Jean Pelletier remporte une autre victoire contre Ottawa
Mots clés : Via Rail, Jean Pelletier, Justice, Gouvernement, Canada (Pays)
Ottawa -- Évincé de ses fonctions à deux reprises par le gouvernement, l'ancien président du conseil d'administration de Via Rail, Jean Pelletier, a obtenu hier une troisième victoire devant les tribunaux contre le gouvernement fédéral.
Dévoilé hier, le jugement critique l'ancien ministre des Transports Jean Lapierre qui, par ses propos, a soulevé des doutes raisonnables de partialité.

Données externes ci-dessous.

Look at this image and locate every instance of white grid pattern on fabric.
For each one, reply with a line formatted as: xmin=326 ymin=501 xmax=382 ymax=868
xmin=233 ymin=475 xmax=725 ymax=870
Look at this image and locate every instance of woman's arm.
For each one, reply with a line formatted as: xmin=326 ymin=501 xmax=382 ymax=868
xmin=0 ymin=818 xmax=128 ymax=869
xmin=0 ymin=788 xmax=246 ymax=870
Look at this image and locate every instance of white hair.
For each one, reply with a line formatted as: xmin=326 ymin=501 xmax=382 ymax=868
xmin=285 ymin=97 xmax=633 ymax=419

Le juge estime aussi que l'ex-ministre aurait dû consulter le conseil d'administration de Via Rail avant de formuler sa recommandation, comme l'exige la procédure en place.
Pour ces deux raisons, le tribunal ordonne l'annulation du décret de la destitution de M. Pelletier, l'ancien chef de cabinet de Jean Chrétien.

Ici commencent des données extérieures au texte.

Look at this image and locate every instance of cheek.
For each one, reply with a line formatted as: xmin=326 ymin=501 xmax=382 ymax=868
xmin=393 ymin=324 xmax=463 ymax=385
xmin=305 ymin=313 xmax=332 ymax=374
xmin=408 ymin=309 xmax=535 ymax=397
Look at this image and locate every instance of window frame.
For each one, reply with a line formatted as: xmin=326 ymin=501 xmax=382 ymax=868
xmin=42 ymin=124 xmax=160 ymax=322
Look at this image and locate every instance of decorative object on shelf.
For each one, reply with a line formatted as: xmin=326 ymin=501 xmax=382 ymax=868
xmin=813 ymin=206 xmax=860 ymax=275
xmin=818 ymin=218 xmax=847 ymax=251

Il s'agit de la troisième victoire de M. Pelletier dans toute cette saga judiciaire, qui remonte à 2004.
Hier, M. Pelletier a refusé de commenter cette victoire, disant vouloir réserver ses réactions une fois que toute cette affaire sera terminée.
Cet ancien maire de Québec réclame devant la Cour supérieure du Québec la somme de 3,7 millions de dollars en dommages moraux et exemplaires de la part du gouvernement du Canada pour atteinte à sa réputation.
Celle qui le représente devant les tribunaux, Me Suzanne Côté, a commenté brièvement. «On est très heureux», a-t-elle souligné.
Rappelons que ce proche de Jean Chrétien avait été remercié, en mars 2004, par le gouvernement de Paul Martin à la suite de ses commentaires désobligeants à l'endroit de la championne olympique Myriam Bédard, qu'il avait qualifiée «de pauvre fille qui fait pitié, une fille qui n'a pas de conjoint».
M. Pelletier avait contesté son congédiement devant la Cour fédérale, qui lui avait donné raison une première fois en novembre 2005, un jugement maintenu par la Cour d'appel fédérale en janvier 2007.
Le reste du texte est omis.